Re: [PATCH v2 00/12] uprobes: add batched register/unregister APIs and per-CPU RW semaphore

Andrii Nakryiko <andrii.nakryiko@xxxxxxxxx> · Wed, 3 Jul 2024 14:33:06 -0700

On Mon, Jul 1, 2024 at 3:39 PM Andrii Nakryiko <andrii@xxxxxxxxxx> wrote:
>
> This patch set, ultimately, switches global uprobes_treelock from RW spinlock
> to per-CPU RW semaphore, which has better performance and scales better under
> contention and multiple parallel threads triggering lots of uprobes.
>
> To make this work well with attaching multiple uprobes (through BPF
> multi-uprobe), we need to add batched versions of uprobe register/unregister
> APIs. This is what most of the patch set is actually doing. The actual switch
> to per-CPU RW semaphore is trivial after that and is done in the very last
> patch #12. See commit message with some comparison numbers.
>

Peter,

I think I've addressed all the questions so far, but I wanted to take
a moment and bring all the discussions into a single palace, summarize
what I think are the main points of contention and hopefully make some
progress, or at least get us to a bit more constructive discussion
where *both sides* provide arguments. Right now there is a lot of "you
are doing X, but why don't you just do Y" with no argument for a) why
X is bad/wrong/inferior and b) why Y is better (and not just
equivalent or, even worse, inferior).

I trust you have the best intentions in mind for this piece of kernel
infrastructure, so do I, so let's try to find a path forward.

1. Strategically, uprobes/uretprobes have to be improved. Customers do
complain more and more that "uprobes are slow", justifiably so. Both
single-threaded performance matters, but also, critically, uprobes
scalability. I.e., if the kernel can handle N uprobe per second on a
single uncontended CPU, then triggering uprobes across M CPUs should,
ideally and roughly, give us about N * M total throughput.

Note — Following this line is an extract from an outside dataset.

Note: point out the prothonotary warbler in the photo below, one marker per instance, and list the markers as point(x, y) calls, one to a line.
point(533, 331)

This doesn't seem controversial, but I wanted to make it clear that
this is the end goal of my work. And no, this patch set alone doesn't,
yet, get us there. But it's a necessary step, IMO. Jiri Olsa took
single-threaded performance and is improving it with sys_uretprobe and
soon sys_uprobe, I'm looking into scalability and other smaller
single-threaded wins, where possible.

2. More tactically, RCU protection seems like the best way forward. We
got hung up on SRCU vs RCU Tasks Trace. Thanks to Paul, we also
clarified that RCU Tasks Trace has nothing to do with Tasks Rude
flavor (whatever that is, I have no idea).

Now, RCU Tasks Trace were specifically designed for least overhead
hotpath (reader side) performance, at the expense of slowing down much
rarer writers. My microbenchmarking does show at least 5% difference.
Both flavors can handle sleepable uprobes waiting for page faults.
Tasks Trace flavor is already used for tracing in the BPF realm,
including for sleepable uprobes and works well. It's not going away.

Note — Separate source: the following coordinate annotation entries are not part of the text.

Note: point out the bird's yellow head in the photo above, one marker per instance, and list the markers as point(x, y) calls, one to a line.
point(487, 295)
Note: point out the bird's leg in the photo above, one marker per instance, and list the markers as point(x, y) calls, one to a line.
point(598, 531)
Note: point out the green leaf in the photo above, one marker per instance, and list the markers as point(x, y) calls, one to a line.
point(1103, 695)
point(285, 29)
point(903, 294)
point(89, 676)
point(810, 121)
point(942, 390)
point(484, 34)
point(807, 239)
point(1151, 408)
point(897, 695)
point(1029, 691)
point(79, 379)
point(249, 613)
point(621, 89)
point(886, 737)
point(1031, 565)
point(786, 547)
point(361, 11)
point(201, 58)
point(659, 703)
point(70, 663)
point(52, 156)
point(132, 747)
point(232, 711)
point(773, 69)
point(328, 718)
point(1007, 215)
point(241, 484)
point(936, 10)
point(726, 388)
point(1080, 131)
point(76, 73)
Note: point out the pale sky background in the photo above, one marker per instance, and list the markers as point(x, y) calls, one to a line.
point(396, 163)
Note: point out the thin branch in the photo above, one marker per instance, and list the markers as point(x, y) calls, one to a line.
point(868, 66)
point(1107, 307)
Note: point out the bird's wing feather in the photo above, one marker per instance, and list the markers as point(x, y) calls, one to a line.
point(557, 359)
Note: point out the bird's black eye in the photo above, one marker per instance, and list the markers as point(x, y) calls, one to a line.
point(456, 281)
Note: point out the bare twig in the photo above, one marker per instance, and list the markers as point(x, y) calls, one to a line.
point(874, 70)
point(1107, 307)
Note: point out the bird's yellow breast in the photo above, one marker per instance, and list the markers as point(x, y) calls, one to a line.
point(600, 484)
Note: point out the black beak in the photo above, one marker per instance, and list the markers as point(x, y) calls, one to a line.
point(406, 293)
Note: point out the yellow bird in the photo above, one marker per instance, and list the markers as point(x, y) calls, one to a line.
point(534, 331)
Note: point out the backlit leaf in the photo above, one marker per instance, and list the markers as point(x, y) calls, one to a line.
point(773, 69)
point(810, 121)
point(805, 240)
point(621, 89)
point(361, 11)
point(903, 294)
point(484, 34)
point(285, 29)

Now, you keep pushing for SRCU instead of RCU Tasks Trace, but I
haven't seen a single argument why. Please provide that, or let's
stick to RCU Tasks Trace, because uprobe's use case is an ideal case
of what Tasks Trace flavor was designed for.

3. Regardless of RCU flavor, due to RCU protection, we have to add
batched register/unregister APIs, so we can amortize sync_rcu cost
during deregistration. Can we please agree on that as well? This is
the main goal of this patch set and I'd like to land it before working
further on changing and improving the rest of the locking schema.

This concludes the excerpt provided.